Encore une campagne de déréférencement en cours sur la plateforme EDOF, des certifications en langues de plus en plus contraignantes en terme d’équipement… ça bouge encore pas mal en ce moment pour ceux qui ont fait le choix de rendre leur offre de formation finançable via le CPF.
Et si les évolutions en cours étaient simplement la conséquence des arnaques au CPF que nous avons vu exploser ces 2 dernières années ?
Je te propose de faire un peu de rétro-engineering pour comprendre comment ces arnaques ont pu être montées, et pourquoi les évolutions actuelles sont bien une réponse directe…
… qui a leur tour donneront potentiellement lieu à de nouveaux business juteux de contournement !
(NB : sans dénigrer les business légitimes bien sur, l’accompagnement sert à aller plus vite et éviter les pièges et les erreurs. Je pense d’ailleurs personnellement qu’il y a une activité d’audit légitime à envisager dans le cadre du paragraphe 3b)
Manuel de l’arnaqueur au CPF
Il y a une chose qu’il ne faut pas oublier : les arnaques au CPF – tout comme le harcèlement téléphonique – ont été perpétrer par des organismes de formation qui étaient effectivement enregistrés sur la plateforme EDOF. C’est-à-dire des organismes de formation qui avaient construits de vrais dossiers d’enregistrement auprès de l’administration et montré patte blanche avant de mettre des offres disponible sur Mon compte Formation.
Il y a 3 étapes à passer pour pouvoir proposer son offre sur la plateforme EDOF et donc la rendre fiançante par le CPF :
- Etre un organisme de formation
- Etre certifié Qualiopi
- Proposer une formation certifiante ou une formation qui s’inscrit dans le cadre des compétences nécessaires à la création d’une entreprise
Voyons comment passer toutes ces étapes sans donner la moindre formation (mais en la facturant quand même, bien entendu…)
1/ Etre un organisme de formation
Cout de l’opération : 0€ / ROI : Immédiat / Travail personnel : 1h30 / Délai d’attente pour l’instruction du dossier : 2 mois
Toute personne réalisant des actions de formation professionnelle doit faire une demande d’enregistrement auprès de la DREETS. C’est une démarche gratuite, il suffit de présenter :
- Une preuve de l’existence légale de l’entreprise
- Un extrait de casier judiciaire sans interdiction d’exercer le rôle de responsable d’un OF
- Un programme de formation
- Un CV
L’évaluation de la DREETS porte sur 2 points principaux
- Le programme de formation entre-t-il bien dans le cadre de la formation professionnelle ?
- Le CV montre-t-il bien une adéquation entre le formateur et le domaine d’intervention, notamment une expérience d’au moins 3 ans dans le domaine en question (Par exemple, si je monte un centre de formation sur la base d’un programme de management, est-ce que j’ai bien 3 ans d’expérience minimum dans le management)
C’est carrément facile, il suffit d’être soigneux dans la rédaction de son programme et de son CV pour assurer la cohérence.
En revanche il ne faut pas se tromper. La DREETS peut demander un complément d’information, mais peut aussi décider de rejeter la demande.
On voit beaucoup de cas en ce moment de refus parce que le domaine d’intervention ne relève pas de la formation professionnelle continue selon les critères de la DREETS.
Dans ce cas-là, il s’agit d’une décision administrative, et les éventuels recours doivent être fait auprès du préfet. C’est pas gagné…
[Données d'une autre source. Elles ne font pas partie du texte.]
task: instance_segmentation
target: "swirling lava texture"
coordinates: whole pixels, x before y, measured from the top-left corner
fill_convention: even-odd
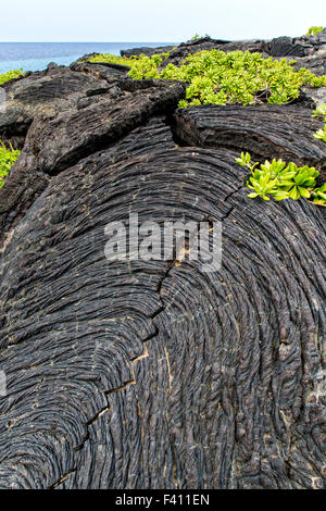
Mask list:
[[[236,155],[176,147],[152,120],[54,176],[16,225],[1,488],[323,487],[324,219],[248,199]],[[129,213],[221,221],[221,270],[108,261],[104,227]]]

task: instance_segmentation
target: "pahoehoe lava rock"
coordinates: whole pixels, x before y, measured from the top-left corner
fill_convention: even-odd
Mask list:
[[[323,171],[312,110],[176,110],[184,84],[80,62],[7,87],[0,488],[325,487],[323,209],[248,199],[235,163]],[[130,213],[222,222],[221,270],[109,261]]]
[[[322,173],[325,142],[313,135],[323,126],[311,109],[298,105],[202,105],[175,113],[175,132],[183,145],[247,150],[259,160],[281,158],[315,165]]]

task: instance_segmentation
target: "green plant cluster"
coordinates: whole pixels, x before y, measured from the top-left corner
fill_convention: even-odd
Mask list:
[[[128,65],[129,67],[134,64],[137,57],[118,57],[112,53],[99,53],[97,55],[89,57],[88,62],[103,63],[110,62],[111,64]]]
[[[323,26],[311,26],[310,29],[308,30],[306,35],[308,36],[315,36],[319,32],[324,29]]]
[[[21,151],[13,149],[12,146],[7,148],[0,140],[0,189],[4,184],[4,179],[9,174],[14,162],[20,157]]]
[[[9,71],[8,73],[2,73],[0,74],[0,85],[5,84],[5,82],[9,82],[10,79],[18,78],[22,75],[23,70],[13,70]]]
[[[286,59],[264,59],[249,51],[205,50],[184,59],[180,65],[166,63],[168,53],[131,59],[117,58],[111,62],[125,63],[131,67],[129,76],[135,79],[162,78],[186,82],[186,99],[179,108],[198,104],[253,104],[268,102],[283,104],[300,95],[300,87],[326,86],[326,76],[315,76],[306,68],[296,71]],[[97,55],[92,62],[109,62],[111,57]]]
[[[324,117],[325,119],[325,125],[324,129],[318,129],[315,134],[314,137],[317,140],[323,140],[326,142],[326,103],[319,104],[319,107],[316,108],[313,112],[314,117]]]
[[[284,199],[298,200],[300,197],[311,199],[312,202],[326,205],[326,184],[316,186],[319,172],[313,166],[297,166],[296,163],[285,163],[283,160],[265,161],[263,164],[251,162],[249,152],[241,152],[236,162],[246,166],[251,175],[246,185],[252,190],[248,197],[261,197],[264,200],[273,198],[276,201]]]

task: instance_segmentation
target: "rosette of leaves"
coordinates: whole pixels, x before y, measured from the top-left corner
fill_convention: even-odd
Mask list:
[[[176,79],[188,84],[186,99],[178,107],[198,104],[284,104],[300,96],[300,87],[326,86],[326,76],[315,76],[306,68],[296,71],[286,59],[264,59],[250,51],[204,50],[186,57],[179,65],[167,63],[170,53],[130,59],[97,55],[91,62],[115,62],[129,65],[134,79]]]
[[[318,205],[326,205],[326,183],[312,191],[312,202]]]
[[[311,26],[306,33],[308,36],[315,36],[324,29],[323,26]]]
[[[20,154],[21,151],[13,149],[12,146],[7,148],[0,140],[0,189],[4,185],[5,177]]]
[[[319,175],[313,166],[297,166],[293,162],[287,164],[283,160],[274,159],[272,162],[266,160],[263,164],[251,162],[249,152],[241,152],[236,162],[250,170],[251,176],[247,180],[247,186],[252,190],[248,195],[251,199],[256,197],[264,200],[273,198],[276,201],[298,200],[300,197],[310,199],[316,185],[316,177]],[[324,191],[319,190],[322,196],[316,197],[323,199]]]

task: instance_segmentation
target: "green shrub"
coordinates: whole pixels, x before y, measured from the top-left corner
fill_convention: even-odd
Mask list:
[[[21,151],[13,149],[12,146],[7,148],[0,140],[0,189],[4,184],[4,179],[9,174],[14,162],[20,157]]]
[[[162,65],[168,53],[131,59],[97,55],[92,62],[117,62],[131,67],[135,79],[162,78],[186,82],[186,99],[179,108],[197,104],[253,104],[268,102],[283,104],[300,95],[300,87],[326,86],[326,76],[315,76],[306,68],[293,70],[296,61],[264,59],[249,51],[205,50],[184,59],[179,66]]]
[[[9,82],[10,79],[18,78],[22,75],[23,70],[13,70],[8,73],[0,74],[0,85],[5,84],[5,82]]]
[[[326,116],[326,103],[319,104],[316,110],[313,111],[313,117]]]
[[[306,35],[308,36],[315,36],[318,34],[318,32],[322,32],[324,29],[323,26],[311,26],[310,29],[308,30]]]
[[[246,185],[252,190],[248,197],[254,199],[261,197],[264,200],[271,198],[276,201],[284,199],[298,200],[300,197],[312,199],[312,202],[326,205],[326,185],[315,188],[316,177],[319,172],[313,166],[297,166],[290,162],[286,164],[283,160],[275,159],[260,164],[251,162],[249,152],[241,152],[236,162],[246,166],[251,175]]]

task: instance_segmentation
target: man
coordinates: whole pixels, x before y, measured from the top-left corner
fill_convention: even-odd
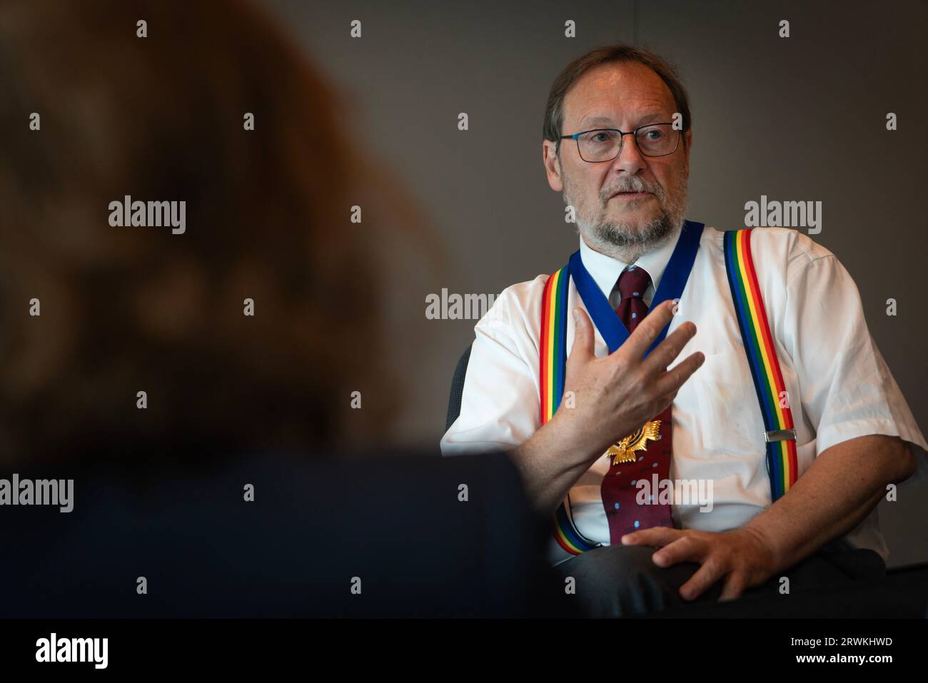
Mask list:
[[[752,231],[767,316],[748,322],[768,330],[754,356],[767,362],[752,365],[736,252],[684,219],[693,135],[675,70],[624,45],[590,52],[555,81],[544,132],[580,249],[557,284],[508,288],[475,327],[443,454],[512,449],[553,515],[551,562],[590,614],[884,573],[875,506],[887,484],[923,477],[928,445],[837,258],[793,230]],[[574,313],[566,332],[559,306]],[[782,388],[780,428],[766,423],[757,367]],[[665,480],[709,499],[668,504],[643,486]]]

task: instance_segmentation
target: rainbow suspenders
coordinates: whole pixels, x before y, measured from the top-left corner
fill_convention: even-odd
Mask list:
[[[698,226],[695,232],[698,239],[702,233],[702,224],[687,222],[687,226]],[[724,235],[723,244],[735,315],[738,317],[744,352],[747,354],[757,401],[764,418],[770,497],[772,501],[776,501],[795,483],[798,475],[796,433],[783,376],[780,370],[780,361],[773,344],[773,335],[770,333],[764,300],[761,297],[754,261],[751,258],[751,230],[752,228],[728,231]],[[676,255],[675,252],[671,257],[672,260]],[[579,254],[575,253],[572,256],[571,262],[579,265],[577,261]],[[689,274],[689,268],[687,273]],[[539,344],[542,425],[554,417],[564,392],[567,362],[567,294],[571,277],[571,264],[568,264],[548,278],[542,295]],[[660,292],[655,293],[652,304],[661,301],[664,301],[664,298],[660,297]],[[665,333],[666,329],[651,348],[663,340]],[[602,544],[589,540],[577,531],[570,511],[570,494],[565,500],[566,505],[561,502],[552,520],[554,537],[558,545],[571,555],[579,555],[601,546]]]

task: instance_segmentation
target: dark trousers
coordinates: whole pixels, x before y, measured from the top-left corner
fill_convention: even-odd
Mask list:
[[[554,569],[562,582],[568,576],[574,577],[576,593],[568,598],[575,601],[575,611],[583,616],[638,616],[718,599],[722,580],[695,600],[680,598],[680,586],[700,565],[680,562],[672,567],[658,567],[651,561],[657,549],[642,546],[598,548]],[[789,578],[790,593],[794,593],[843,582],[876,580],[885,575],[886,565],[878,553],[851,548],[844,539],[838,539],[766,583],[746,589],[741,597],[779,595],[782,576]]]

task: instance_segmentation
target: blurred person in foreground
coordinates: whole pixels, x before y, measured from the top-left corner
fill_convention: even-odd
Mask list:
[[[327,457],[394,400],[376,238],[346,219],[374,172],[273,22],[0,2],[0,616],[539,609],[510,464]],[[182,229],[113,225],[181,200]],[[66,513],[22,488],[71,477]]]

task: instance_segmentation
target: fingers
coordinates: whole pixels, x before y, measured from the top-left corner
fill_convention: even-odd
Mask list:
[[[741,574],[732,572],[728,574],[728,578],[725,580],[722,585],[722,594],[718,596],[719,602],[724,600],[733,600],[736,598],[741,598],[741,593],[744,592],[744,588],[747,585],[744,582]]]
[[[658,376],[654,382],[655,393],[662,396],[667,393],[673,393],[676,396],[677,391],[696,372],[704,360],[705,354],[700,351],[688,355],[671,369]]]
[[[702,543],[695,536],[677,530],[679,535],[673,543],[669,543],[654,553],[651,560],[658,567],[670,567],[679,562],[699,561],[703,554]]]
[[[586,312],[577,306],[574,309],[574,346],[571,347],[567,362],[592,358],[595,355],[595,342],[593,323]]]
[[[690,577],[687,583],[680,586],[680,598],[685,600],[692,600],[699,598],[702,593],[712,587],[713,584],[725,575],[725,572],[713,560],[707,559],[702,565],[696,570],[696,573]]]
[[[650,529],[625,534],[620,540],[623,546],[660,547],[672,543],[681,533],[679,529],[671,529],[668,526],[652,526]]]
[[[623,350],[624,353],[630,354],[636,360],[640,359],[657,339],[657,335],[667,327],[667,323],[674,317],[675,305],[673,301],[668,300],[651,309],[644,319],[635,328],[635,331],[629,335],[619,349],[616,349],[615,353]]]
[[[695,325],[690,321],[682,323],[648,354],[641,363],[642,369],[651,376],[664,372],[695,334]]]

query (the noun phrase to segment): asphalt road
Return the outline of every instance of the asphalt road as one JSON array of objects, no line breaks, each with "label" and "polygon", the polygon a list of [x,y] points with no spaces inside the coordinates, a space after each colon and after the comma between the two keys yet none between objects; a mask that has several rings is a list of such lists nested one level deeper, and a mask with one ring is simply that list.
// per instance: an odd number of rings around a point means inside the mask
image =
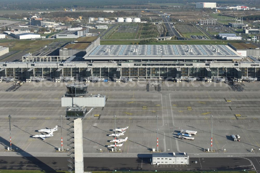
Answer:
[{"label": "asphalt road", "polygon": [[[66,170],[66,157],[0,157],[2,169]],[[85,171],[260,171],[260,157],[190,158],[189,165],[151,165],[149,158],[84,157]],[[197,163],[193,163],[197,161]]]}]

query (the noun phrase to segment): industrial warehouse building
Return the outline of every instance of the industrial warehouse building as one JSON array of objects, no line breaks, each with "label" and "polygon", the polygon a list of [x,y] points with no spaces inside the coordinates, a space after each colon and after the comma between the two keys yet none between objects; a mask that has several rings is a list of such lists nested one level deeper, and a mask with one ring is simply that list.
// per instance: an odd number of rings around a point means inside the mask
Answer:
[{"label": "industrial warehouse building", "polygon": [[216,21],[215,20],[201,20],[199,21],[200,25],[216,25]]},{"label": "industrial warehouse building", "polygon": [[68,31],[79,31],[82,29],[82,27],[78,27],[77,28],[68,28]]},{"label": "industrial warehouse building", "polygon": [[219,33],[218,34],[218,37],[220,39],[227,40],[242,39],[241,36],[238,36],[236,34],[232,33]]},{"label": "industrial warehouse building", "polygon": [[252,56],[260,58],[260,49],[254,44],[244,43],[228,43],[228,45],[238,54],[244,57]]},{"label": "industrial warehouse building", "polygon": [[153,153],[152,160],[153,165],[187,165],[189,156],[186,153]]},{"label": "industrial warehouse building", "polygon": [[3,39],[5,38],[5,35],[0,34],[0,39]]},{"label": "industrial warehouse building", "polygon": [[97,29],[108,29],[108,27],[106,25],[96,25],[95,28]]},{"label": "industrial warehouse building", "polygon": [[80,37],[60,50],[60,56],[83,57],[94,46],[99,44],[100,38],[97,37]]},{"label": "industrial warehouse building", "polygon": [[0,46],[0,56],[7,54],[9,52],[9,48],[4,48],[3,46]]},{"label": "industrial warehouse building", "polygon": [[259,34],[260,29],[243,29],[243,32],[245,34]]},{"label": "industrial warehouse building", "polygon": [[[11,34],[11,35],[12,34]],[[40,34],[32,33],[23,33],[16,34],[13,36],[18,39],[38,39],[41,38]]]},{"label": "industrial warehouse building", "polygon": [[241,28],[242,26],[248,26],[248,24],[247,23],[229,22],[228,25],[229,26],[232,28]]},{"label": "industrial warehouse building", "polygon": [[27,73],[28,76],[82,79],[260,77],[260,62],[253,57],[244,58],[228,46],[100,45],[99,41],[96,39],[90,43],[86,55],[78,61],[73,61],[75,57],[30,54],[23,57],[22,62],[0,63],[0,76],[24,79]]},{"label": "industrial warehouse building", "polygon": [[216,2],[197,2],[196,8],[214,8],[217,6]]},{"label": "industrial warehouse building", "polygon": [[65,31],[56,35],[57,38],[75,38],[86,36],[88,33],[88,28],[82,29],[79,31]]}]

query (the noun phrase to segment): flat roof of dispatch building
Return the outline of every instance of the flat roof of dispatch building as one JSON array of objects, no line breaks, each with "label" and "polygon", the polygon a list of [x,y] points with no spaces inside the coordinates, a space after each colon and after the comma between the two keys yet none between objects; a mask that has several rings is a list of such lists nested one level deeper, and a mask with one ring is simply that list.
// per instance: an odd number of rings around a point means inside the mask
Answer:
[{"label": "flat roof of dispatch building", "polygon": [[242,57],[223,45],[99,45],[84,58],[92,59],[239,59]]}]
Idée pour une nouvelle activité juteuse : vendre des dossiers types d’enregistrement à la DREETS pour ceux qui ont besoin d’un NDA mais pas de vraies formations derrière
2/ Etre certifié Qualiopi
Cout de l’opération : 1500€ HT de certification + 1500€ HT « d’accompagnement » / ROI : 10 formations à 300€ pièce – 3 formations à 1000€ pièce / Travail personnel : 7h pour l’audit puis 1h30 par dossier de formation / Délai d’attente pour l’instruction du dossier : 15 jours à 1 mois
La mise en place de Qualiopi a été un vrai frein pour de nombreux organismes de formation, mais finalement ce sont 40.000 OF qui sont certifiés, et la majorité sont des formateurs indépendants.
Ça a l’air compliqué et extrêmement chronophage, mais des business complets ont vu le jour pour te permettre d’être certifié sans rien faire de ton côté.
Tu paie et tu reçois une clé USB avec tous les documents à mettre en place pour ta certification, tu n’as plus qu’à mettre ton logo et remplir les templates sur une ou deux formations.
Sérieusement, si j’avais accepté de jouer ce jeu à chaque fois qu’on m’a demandé une « mallette » Qualiopi pour 1.500€, je pourrais m’acheter une Tesla !

Mais attention, ça se voit pendant l’audit de certification, et si l’auditeur est un peu sérieux, il y a un risque de se faire attraper.
D’abord, il y a la cohérence entre le BPF et le nombre de formations réalisées. C’est des maths, il suffit de donner un nombre de formations cohérent avec le CA déclaré – mais il semblerait que tout le monde ne soit pas à l’aise avec les divisions…
Même si les chiffres sont cohérents, pendant l’audit, on peut identifier de vrais problèmes quand on se penche sur le sujet de l’évaluation. Si les formations ne sont pas réelles, ou pas bien construites, il est rare de voir des évaluations pertinentes.
En 2 ans d’audit de certification, j’ai connu un seul cas où, clairement, « ça ne collait pas »… C’est quand on m’a présenté des feuilles d’évaluation complétées alors que la formation avait lieu la semaine suivante que j’ai pu confirmer mon impression et enregistrer une non conformité majeure.
Quelqu’un qui remplit des documents sans les comprendre, ça se voit. Ce n’est pas la même chose qu’un audité qui a vraiment travaillé ses process et fait une erreur de compréhension ou sous-évalué l’importance d’un point du référentiel.
Souvent, l’interlocuteur devient agressif et répond que « [il a] bien rempli tous les documents, alors pourquoi [je] ne valide pas ? »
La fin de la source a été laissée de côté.